The global financial markets are motivated by fear, greed and indecision and they dominate stock market activity. Fear, greed and indecision influences the price of a security and commodity within the global markets.

Any security or commodity price is a very important statistic in the world of technical analysis. It’s the only accurate measure of psychological investor sentiment. It’s therefore the intersection of supply and demand.

80% of Trading is Psychology

When the stock market is bullish it means that there is more demand than supply and when the stock market is bearish there is more supply than demand.

What Is Technical Analysis

Technical analysis is the study of historical price performance. The traders endeavour is to depict future price movement.

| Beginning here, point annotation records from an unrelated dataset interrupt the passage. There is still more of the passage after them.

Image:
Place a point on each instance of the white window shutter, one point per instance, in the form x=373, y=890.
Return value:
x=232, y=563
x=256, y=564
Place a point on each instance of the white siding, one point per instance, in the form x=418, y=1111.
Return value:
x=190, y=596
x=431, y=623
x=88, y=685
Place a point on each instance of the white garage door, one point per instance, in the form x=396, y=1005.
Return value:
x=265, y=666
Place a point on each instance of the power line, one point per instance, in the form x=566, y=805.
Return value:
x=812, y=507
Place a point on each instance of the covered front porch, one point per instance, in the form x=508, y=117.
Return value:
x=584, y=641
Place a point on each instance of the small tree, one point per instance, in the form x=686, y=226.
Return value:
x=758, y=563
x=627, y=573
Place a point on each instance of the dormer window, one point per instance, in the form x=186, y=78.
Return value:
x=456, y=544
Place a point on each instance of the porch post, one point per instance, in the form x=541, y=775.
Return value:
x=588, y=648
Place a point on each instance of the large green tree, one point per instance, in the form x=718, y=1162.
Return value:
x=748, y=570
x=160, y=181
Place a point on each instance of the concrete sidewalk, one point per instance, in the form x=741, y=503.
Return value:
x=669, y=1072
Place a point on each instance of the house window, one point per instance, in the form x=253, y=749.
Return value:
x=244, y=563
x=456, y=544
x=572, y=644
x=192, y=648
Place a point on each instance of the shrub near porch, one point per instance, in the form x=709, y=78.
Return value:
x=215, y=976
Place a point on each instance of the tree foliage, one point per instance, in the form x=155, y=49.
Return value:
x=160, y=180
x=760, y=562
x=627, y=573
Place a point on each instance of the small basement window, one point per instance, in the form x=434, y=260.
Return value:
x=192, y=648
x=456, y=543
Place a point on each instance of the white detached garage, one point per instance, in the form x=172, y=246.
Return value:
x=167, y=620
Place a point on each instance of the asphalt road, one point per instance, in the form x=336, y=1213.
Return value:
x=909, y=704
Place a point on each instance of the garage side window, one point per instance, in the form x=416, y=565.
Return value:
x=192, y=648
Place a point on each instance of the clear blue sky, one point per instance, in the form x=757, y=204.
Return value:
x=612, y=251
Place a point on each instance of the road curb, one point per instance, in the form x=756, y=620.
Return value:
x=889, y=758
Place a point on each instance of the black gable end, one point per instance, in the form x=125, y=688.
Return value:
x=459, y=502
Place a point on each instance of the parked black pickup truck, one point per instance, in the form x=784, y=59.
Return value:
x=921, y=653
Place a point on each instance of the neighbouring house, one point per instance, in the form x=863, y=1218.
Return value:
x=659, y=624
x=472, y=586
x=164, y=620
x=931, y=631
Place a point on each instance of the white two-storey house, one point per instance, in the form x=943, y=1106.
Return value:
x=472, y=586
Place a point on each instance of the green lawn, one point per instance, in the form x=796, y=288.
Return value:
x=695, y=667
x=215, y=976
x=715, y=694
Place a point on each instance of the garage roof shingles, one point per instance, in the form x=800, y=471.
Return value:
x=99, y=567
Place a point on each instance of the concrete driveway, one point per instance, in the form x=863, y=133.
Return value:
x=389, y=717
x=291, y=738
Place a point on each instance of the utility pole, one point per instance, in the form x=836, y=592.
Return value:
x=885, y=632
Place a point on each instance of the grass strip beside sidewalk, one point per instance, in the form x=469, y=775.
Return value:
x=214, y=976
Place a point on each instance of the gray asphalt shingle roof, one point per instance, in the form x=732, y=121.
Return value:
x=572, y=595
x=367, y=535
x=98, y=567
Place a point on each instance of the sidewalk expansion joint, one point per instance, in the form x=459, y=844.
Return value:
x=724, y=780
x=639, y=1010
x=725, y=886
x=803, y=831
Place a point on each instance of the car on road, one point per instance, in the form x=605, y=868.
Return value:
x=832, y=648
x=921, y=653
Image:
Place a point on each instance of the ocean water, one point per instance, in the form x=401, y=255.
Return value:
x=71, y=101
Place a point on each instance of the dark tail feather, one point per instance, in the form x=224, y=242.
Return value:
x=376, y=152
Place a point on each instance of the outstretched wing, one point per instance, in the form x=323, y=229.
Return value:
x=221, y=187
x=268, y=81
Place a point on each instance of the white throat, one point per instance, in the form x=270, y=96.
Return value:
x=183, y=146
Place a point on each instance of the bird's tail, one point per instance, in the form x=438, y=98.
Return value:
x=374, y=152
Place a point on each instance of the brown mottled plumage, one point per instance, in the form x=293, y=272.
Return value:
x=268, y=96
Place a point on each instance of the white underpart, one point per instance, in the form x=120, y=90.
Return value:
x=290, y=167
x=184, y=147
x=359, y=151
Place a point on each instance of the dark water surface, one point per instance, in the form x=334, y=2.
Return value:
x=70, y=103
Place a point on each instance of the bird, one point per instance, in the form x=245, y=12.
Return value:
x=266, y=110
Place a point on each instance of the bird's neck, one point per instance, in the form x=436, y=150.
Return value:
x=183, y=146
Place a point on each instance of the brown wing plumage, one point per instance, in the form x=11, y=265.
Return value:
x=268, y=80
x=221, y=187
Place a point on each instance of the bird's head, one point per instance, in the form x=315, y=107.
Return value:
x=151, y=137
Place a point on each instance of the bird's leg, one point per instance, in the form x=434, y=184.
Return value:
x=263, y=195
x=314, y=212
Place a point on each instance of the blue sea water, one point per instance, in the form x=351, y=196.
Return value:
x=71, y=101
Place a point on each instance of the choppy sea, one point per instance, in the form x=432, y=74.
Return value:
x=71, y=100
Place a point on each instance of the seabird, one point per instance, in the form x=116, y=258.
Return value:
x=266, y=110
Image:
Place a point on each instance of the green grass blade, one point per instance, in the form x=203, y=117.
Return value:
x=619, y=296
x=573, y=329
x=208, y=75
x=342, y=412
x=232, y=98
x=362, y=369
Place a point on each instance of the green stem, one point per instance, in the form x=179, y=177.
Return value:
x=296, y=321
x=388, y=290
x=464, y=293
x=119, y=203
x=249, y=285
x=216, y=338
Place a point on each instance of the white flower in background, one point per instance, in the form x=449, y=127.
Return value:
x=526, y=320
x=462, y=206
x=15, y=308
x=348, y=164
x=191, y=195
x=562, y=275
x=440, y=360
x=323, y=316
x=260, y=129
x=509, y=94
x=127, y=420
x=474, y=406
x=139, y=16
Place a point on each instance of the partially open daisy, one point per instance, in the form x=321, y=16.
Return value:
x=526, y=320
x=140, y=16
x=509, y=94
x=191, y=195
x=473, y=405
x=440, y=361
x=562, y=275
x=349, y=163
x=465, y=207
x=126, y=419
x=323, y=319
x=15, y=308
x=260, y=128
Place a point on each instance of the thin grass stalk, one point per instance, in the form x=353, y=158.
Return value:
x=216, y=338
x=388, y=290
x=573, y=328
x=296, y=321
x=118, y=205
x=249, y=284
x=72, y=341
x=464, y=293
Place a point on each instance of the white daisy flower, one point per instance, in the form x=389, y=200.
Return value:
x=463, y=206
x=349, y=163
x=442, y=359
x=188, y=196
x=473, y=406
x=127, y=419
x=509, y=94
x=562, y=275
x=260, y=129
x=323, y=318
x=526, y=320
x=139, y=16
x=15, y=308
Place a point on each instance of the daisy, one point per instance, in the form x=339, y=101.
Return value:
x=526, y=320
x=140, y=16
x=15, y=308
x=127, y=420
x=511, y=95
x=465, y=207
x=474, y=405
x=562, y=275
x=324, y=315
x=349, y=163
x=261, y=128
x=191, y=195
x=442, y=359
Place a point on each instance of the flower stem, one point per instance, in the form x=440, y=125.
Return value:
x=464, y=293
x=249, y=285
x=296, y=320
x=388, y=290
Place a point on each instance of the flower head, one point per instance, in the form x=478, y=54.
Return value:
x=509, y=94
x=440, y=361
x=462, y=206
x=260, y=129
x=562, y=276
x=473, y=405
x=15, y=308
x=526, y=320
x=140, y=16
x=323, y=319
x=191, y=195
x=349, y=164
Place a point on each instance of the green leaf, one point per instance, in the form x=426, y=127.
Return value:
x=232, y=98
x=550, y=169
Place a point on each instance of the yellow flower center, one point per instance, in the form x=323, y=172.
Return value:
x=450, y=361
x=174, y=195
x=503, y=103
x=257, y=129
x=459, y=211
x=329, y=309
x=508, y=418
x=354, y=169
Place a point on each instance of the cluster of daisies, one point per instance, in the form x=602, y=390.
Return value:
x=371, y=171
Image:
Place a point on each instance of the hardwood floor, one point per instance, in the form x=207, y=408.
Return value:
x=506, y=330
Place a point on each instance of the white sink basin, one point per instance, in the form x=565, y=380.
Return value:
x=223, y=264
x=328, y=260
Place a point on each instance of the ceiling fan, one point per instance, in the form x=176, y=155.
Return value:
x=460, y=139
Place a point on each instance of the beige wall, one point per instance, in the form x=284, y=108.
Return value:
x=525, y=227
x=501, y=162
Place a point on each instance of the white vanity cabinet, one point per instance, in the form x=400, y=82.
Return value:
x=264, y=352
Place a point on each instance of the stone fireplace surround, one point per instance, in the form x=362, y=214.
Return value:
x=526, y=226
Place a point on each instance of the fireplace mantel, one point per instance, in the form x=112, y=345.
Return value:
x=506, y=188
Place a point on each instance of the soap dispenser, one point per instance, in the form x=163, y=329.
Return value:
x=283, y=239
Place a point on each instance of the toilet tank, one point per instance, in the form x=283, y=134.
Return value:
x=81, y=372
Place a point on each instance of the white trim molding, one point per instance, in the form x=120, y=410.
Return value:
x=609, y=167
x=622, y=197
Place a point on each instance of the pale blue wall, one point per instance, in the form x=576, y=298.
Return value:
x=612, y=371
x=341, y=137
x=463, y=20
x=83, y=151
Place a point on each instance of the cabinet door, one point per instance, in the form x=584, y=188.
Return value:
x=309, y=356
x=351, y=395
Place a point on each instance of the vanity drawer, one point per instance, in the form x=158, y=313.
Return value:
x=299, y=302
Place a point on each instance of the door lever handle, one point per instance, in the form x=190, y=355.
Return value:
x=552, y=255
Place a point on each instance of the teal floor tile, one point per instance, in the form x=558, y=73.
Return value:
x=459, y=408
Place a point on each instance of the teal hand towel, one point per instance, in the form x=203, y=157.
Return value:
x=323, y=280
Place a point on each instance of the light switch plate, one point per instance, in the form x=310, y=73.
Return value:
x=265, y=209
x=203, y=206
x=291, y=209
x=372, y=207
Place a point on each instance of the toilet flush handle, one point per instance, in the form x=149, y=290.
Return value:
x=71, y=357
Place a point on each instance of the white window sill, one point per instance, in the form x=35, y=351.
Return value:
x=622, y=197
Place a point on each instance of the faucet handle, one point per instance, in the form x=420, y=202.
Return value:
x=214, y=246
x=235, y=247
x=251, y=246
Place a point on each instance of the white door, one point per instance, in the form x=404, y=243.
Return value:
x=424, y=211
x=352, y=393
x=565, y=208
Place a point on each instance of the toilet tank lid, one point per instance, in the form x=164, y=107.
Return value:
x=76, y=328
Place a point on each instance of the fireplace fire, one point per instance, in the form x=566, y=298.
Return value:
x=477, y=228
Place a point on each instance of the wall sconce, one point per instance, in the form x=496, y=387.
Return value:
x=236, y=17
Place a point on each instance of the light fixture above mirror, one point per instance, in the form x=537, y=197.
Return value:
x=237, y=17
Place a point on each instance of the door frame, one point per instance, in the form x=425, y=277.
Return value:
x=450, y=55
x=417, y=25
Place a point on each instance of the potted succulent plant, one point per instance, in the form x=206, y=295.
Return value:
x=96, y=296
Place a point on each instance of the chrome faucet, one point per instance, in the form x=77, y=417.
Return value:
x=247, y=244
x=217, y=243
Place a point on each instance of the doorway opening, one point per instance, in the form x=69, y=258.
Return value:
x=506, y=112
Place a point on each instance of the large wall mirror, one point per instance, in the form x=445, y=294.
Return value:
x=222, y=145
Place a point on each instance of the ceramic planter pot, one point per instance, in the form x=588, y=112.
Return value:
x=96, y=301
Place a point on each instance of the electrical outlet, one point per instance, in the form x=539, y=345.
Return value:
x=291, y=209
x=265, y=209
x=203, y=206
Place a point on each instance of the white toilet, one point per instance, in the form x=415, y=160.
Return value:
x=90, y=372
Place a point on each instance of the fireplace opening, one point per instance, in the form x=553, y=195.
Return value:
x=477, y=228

Technical analysis makes the assumption that investor sentiment is at least and possibly a more important determinant of price than fundament factors like earnings, revenues and profit margins.

What is technical analysis? In Short Involves Charting

Technical analysis is about interpreting pictures, known as charts, and using those pictures to chart and depict the roadmap of probable direction of a stock.

The stock market is a never ending battle between those who think the stock price should go down (the bears) and those who think the stock price should go up (the bulls).

While both parties are constantly engaged in this investor battle, the results of their actions are etched clearly and forever on a stock chart.

The investor psychology game between the bulls and the bears has been going on for centuries, leaving us with quite a historical record of how the battles evolve and how they play out.

The fundamental drivers of human nature and behaviour in the stock market have not changed. People are still possessed by fear and greed in the 21st century, just as they were in the 1800′s. There is nothing new in the stock market.

What is technical analysis? – Investor emotions through market cycles.

The image above shows us the investor emotion through market cycles. As you can see when the stock price is going up, investor feels excitement, thrill and euphoria, they are on top of the world think that they are smart and invincible.

When the stock price starts to move down the investor feels the emotions of anxiety, denial, fear, desperation, panic, capitulation and despondency.

Investors go through all these emotions when trading.  With technical analysis skills you are able to stack the odds in your favour and increase the likelihood of being in a successful trade.